Zaila -- her dad gave her the last name Avant-garde in tribute to jazz musician John Coltrane -- is a singular champion of a most unusual bee, the first in more than 25 months. Last year's bee was canceled because of the coronavirus pandemic, and this one was thoroughly modified to minimize risk to kids and their families.
Most of the bee was held virtually, and only the 11 finalists got to compete in person, in a small portion of a cavernous arena at the ESPN Wide World of Sports complex in Florida that also hosted the NBA playoffs last year.
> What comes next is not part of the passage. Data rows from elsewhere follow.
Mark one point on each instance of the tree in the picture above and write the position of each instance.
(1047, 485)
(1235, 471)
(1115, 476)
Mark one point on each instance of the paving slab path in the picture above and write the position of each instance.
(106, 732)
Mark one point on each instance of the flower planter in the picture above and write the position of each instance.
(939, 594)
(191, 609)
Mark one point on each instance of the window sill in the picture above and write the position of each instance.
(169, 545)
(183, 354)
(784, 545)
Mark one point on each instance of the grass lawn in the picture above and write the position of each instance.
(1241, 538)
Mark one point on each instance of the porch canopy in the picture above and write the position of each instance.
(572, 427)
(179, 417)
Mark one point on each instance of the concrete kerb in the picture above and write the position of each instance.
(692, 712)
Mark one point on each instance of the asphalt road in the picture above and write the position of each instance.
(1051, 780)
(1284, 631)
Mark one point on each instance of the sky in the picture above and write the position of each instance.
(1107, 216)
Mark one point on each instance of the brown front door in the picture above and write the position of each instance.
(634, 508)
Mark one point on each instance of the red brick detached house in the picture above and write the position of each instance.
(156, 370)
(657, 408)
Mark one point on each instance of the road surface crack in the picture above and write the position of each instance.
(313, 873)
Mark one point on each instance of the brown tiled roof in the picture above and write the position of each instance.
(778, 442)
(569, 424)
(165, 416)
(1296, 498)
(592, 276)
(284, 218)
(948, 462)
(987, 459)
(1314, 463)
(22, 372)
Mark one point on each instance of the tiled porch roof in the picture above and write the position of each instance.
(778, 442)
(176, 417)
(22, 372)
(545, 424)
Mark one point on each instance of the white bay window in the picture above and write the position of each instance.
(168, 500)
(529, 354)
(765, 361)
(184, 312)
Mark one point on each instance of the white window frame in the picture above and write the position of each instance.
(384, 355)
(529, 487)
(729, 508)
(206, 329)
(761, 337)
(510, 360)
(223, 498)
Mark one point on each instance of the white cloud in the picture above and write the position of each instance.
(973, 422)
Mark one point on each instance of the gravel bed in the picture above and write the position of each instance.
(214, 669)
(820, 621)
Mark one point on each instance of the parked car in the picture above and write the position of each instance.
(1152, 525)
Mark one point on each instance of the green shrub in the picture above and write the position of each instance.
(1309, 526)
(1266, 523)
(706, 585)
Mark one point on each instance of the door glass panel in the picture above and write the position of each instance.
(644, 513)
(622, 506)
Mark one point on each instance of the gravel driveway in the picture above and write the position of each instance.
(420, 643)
The in-person crowd was limited to spellers' immediate family, Scripps staff, selected media -- and first lady Jill Biden, who spoke to the spellers and stayed to watch.
Sometimes it was so quiet in the arena that the only sound was the unamplified voice of ESPN host Kevin Negandhi as he spoke into a TV microphone.
The format of the bee, too, underwent an overhaul after the 2019 competition ended in an eight-way tie. Scripps' word list was no match for the top spellers that year, but this year, five of the 11 finalists were eliminated in the first onstage round. Then came the new wrinkle of this year's bee: multiple-choice vocabulary questions. All six remaining spellers got those right.
Zaila won efficiently enough -- the bee was over in less than two hours -- that another innovation, a lightning-round tiebreaker, wasn't necessary.
She will take home more than $50,000 in cash and prizes. The runner-up was Chaitra Thummala, a 12-year-old from Frisco, Texas, and another student of Shafer-Ray. She has two years of eligibility remaining and instantly becomes one of next year's favorites. Bhavana Madini, a 13-year-old from Plainview, New York, finished third and also could be back.
"Zaila deserved it. She's always been better than me," Chaitra said. "I could review a lot more words. I could get a stronger work ethic."
Cole Shafer-Ray, the 2015 runner-up and Zaila's spelling tutor, explained Zaila's unique abilities.
"Most spellers look at words simply as a sequence of letters to memorize; Zaila looked at each word as a story," Shafer-Ray said. "Not only did she know each word's spelling, but she also knew its entire backstory - what its historical context was, what roots it came from, and the precise orthographical logic of why every letter of every word had to be exactly what it was."